The Portuguese government asked the British government to start the railway line. This was the most difficult task as hills had to be cut down, tunnels dug and thick forest to be cleared.

===Road===
Curchorem is connected by road to other cities like Margao, Ponda, Quepem and also other cities and towns of Goa.

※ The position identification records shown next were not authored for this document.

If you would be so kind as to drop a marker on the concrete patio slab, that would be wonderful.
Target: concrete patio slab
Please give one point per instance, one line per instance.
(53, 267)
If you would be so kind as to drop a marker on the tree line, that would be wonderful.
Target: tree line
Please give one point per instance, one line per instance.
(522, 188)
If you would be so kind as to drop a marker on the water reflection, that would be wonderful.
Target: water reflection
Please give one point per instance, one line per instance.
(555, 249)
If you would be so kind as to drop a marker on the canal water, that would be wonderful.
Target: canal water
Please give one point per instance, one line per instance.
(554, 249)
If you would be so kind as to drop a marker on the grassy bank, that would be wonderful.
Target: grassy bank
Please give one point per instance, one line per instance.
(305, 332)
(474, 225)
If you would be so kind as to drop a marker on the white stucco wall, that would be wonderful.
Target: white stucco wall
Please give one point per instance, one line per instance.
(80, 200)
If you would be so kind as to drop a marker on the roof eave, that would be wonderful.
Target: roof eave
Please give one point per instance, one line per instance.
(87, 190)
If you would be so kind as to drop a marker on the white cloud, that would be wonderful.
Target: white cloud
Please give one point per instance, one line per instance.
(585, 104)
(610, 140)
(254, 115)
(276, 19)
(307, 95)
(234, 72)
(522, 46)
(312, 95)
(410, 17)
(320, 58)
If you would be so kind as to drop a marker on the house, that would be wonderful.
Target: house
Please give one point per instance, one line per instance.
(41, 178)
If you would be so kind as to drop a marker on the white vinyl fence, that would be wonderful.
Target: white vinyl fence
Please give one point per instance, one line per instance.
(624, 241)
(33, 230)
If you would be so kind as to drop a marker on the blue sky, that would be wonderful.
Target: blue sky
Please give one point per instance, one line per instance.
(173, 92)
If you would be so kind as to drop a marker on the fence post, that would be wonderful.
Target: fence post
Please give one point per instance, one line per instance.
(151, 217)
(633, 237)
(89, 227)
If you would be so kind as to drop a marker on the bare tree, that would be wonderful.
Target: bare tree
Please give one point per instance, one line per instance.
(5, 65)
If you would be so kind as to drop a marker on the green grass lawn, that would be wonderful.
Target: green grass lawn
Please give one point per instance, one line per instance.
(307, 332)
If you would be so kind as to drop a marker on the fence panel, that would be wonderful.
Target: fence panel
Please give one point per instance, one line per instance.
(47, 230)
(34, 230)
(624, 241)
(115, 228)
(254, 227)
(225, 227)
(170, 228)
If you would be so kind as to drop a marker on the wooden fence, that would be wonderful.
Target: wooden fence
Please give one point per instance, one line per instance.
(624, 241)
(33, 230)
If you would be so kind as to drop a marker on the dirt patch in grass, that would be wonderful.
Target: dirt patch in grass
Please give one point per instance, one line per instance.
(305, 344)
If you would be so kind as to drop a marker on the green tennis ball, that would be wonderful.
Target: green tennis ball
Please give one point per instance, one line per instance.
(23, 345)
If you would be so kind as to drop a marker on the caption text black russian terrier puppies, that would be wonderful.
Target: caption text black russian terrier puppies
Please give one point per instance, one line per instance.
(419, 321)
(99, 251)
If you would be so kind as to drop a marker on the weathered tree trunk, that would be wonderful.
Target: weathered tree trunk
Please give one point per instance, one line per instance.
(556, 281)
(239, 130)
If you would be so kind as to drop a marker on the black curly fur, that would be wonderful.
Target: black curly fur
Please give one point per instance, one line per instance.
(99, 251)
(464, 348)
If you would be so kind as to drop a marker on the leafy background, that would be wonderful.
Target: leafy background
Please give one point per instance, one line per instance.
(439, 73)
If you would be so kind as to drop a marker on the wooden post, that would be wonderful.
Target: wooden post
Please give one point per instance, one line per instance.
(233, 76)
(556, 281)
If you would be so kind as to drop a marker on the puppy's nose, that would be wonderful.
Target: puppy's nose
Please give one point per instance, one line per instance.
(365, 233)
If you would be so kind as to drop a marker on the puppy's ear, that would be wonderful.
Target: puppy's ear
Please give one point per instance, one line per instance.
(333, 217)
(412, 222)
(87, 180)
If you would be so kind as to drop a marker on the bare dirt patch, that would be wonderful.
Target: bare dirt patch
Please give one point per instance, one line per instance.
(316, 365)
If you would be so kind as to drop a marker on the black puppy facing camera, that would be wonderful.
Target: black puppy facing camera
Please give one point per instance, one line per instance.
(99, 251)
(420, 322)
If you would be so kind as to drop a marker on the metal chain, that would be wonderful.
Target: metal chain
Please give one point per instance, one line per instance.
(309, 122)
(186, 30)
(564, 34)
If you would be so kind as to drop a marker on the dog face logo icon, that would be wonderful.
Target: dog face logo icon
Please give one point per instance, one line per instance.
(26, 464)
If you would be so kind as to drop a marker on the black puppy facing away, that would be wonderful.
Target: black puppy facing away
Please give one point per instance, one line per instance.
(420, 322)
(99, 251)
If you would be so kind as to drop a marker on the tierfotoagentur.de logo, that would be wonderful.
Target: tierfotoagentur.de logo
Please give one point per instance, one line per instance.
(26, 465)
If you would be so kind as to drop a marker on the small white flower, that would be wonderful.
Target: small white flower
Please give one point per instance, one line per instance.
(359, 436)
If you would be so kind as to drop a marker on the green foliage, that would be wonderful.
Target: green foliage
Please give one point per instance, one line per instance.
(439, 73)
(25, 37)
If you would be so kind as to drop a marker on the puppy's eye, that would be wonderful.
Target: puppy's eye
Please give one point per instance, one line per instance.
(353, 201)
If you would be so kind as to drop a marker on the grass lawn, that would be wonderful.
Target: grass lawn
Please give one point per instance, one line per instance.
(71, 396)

==Tourism and attractions==
===Local sightseeing-in and near the city area:-===
- Salaulim Dam, around 10 km from Curchorem, Biggest dam in Goa along with a nature park and a botanical garden patterned on the Brindavan Gardens in Mysore.
- Dudhsagar Water Falls, around 22 km from Curchorem, is a scenic waterfall. The spot also provides various options for trekkers. The best time to visit is during or soon after the Monsoon.
- Nanda Lake
- Nearby beaches: Colva Beach, Benaulim Beach, Majorda Beach, Betalbatim Beach, Betul Beach, Canaiguinim Beach, Agonda Beach, Rajbag Beach, Polem Beach.

==Environmental issues==
The town is a hub of the mining industry in South Goa. The railway station is a major loading point for the ores from nearby mines. This ore is transported using trucks which ply on the town roads for a major part of the day leading to dust and noise pollution, and major traffic jams. This has led to some civic tension in the town. Plans for a bypass are underway.